A classic is a book that has never finished saying what it has to say.
-Italo Calvino

What makes lovemaking and reading resemble each other most is that within both of them times and spaces open, different from measurable time and space.
-Italo Calvino

The things that the novel does not say are necessarily more numerous than those it does say and only a special halo around what is written can give the illusion that you are reading also what is not written.
-Italo Calvino

Don't be amazed if you see my eyes always wandering. In fact, this is my way of reading, and it is only in this way that reading proves fruitful to me.

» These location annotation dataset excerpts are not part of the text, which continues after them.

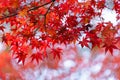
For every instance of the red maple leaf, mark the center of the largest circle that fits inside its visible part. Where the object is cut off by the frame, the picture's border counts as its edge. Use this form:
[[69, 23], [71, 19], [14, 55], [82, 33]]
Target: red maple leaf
[[37, 57], [21, 57], [84, 42], [56, 52]]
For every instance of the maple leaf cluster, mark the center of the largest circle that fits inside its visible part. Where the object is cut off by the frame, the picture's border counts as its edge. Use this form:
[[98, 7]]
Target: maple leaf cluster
[[37, 26]]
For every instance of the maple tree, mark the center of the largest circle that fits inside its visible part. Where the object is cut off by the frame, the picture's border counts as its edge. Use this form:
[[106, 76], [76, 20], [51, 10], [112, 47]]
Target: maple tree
[[34, 30]]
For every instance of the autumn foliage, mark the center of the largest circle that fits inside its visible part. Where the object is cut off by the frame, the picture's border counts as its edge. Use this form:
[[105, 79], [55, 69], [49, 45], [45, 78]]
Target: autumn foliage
[[34, 29]]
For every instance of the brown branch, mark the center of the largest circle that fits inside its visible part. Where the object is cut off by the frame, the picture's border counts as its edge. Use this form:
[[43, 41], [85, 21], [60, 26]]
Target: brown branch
[[44, 19], [33, 8]]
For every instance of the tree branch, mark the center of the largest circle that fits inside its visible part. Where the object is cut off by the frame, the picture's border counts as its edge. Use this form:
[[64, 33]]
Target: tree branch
[[33, 8]]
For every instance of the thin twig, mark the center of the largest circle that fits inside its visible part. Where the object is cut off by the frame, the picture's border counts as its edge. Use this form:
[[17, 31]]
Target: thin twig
[[33, 8]]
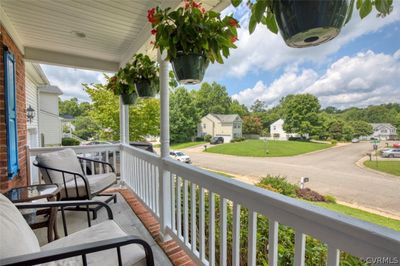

If a book truly interests me, I cannot follow it for more than a few lines before my mind, having seized on a thought that the text suggests to it, or a feeling, or a question, or an image, goes off on a tangent and springs from thought to thought, from image to image, in an itinerary of reasonings and fantasies that I feel the need to pursue to the end, moving away from the book until I have lost sight of it. The stimulus of reading is indispensable to me, and of meaty reading, even if, of every book, I manage to read no more than a few pages. But those few pages already enclose for me whole universes, which I can never exhaust.
-Italo Calvino, If on a Winter's Night a Traveler

The struggle of literature is in fact a struggle to escape from the confines of language; it stretches out from the utmost limits of what can be said; what stirs literature is the call and attraction of what is not in the dictionary.
-Italo Calvino

Who are we, who is each one of us, if not a combinatoria of experiences, information, books we have read, things imagined?
-Italo Calvino

This is what I mean when I say I would like to swim against the stream of time: I would like to erase the consequences of certain events and restore an initial condition. But every moment of my life brings with it an accumulation of new facts, and each of these new facts bring with it consequences; so the more I seek to return to the zero moment from which I set out, the further I move away from it. . . .
-Italo Calvino, If on a Winter's Night a Traveler

The ultimate meaning to which all stories refer has two faces: the continuity of life, the inevitability of death.
-Italo Calvino

What harbor can receive you more securely than a great library?
-Italo Calvino, If on a Winter's Night a Traveler

I will start out this evening with an assertion: fantasy is a place where it rains.
-Italo Calvino, Six Memos For The Next Millennium

To fly is the opposite of traveling: you cross a gap in space, you vanish into the void, you accept not being in a place for a duration that is itself a kind of void in time; then you reappear, in a place and in a moment with no relation to the where and when in which you vanished.
-Italo Calvino, If on a Winter's Night a Traveler

Your house, being the place in which you read, can tell us the position books occupy in your life, if they are a defense you set up to keep the outside world at a distance, if they are a dream into which you sink as if into a drug, or bridges you cast toward the outside, toward the world that interests you so much that you want to multiply and extend its dimensions through books.
-Italo Calvino, If on a Winter's Night a Traveler

Reading is going toward something that is about to be, and no one yet knows what it will be.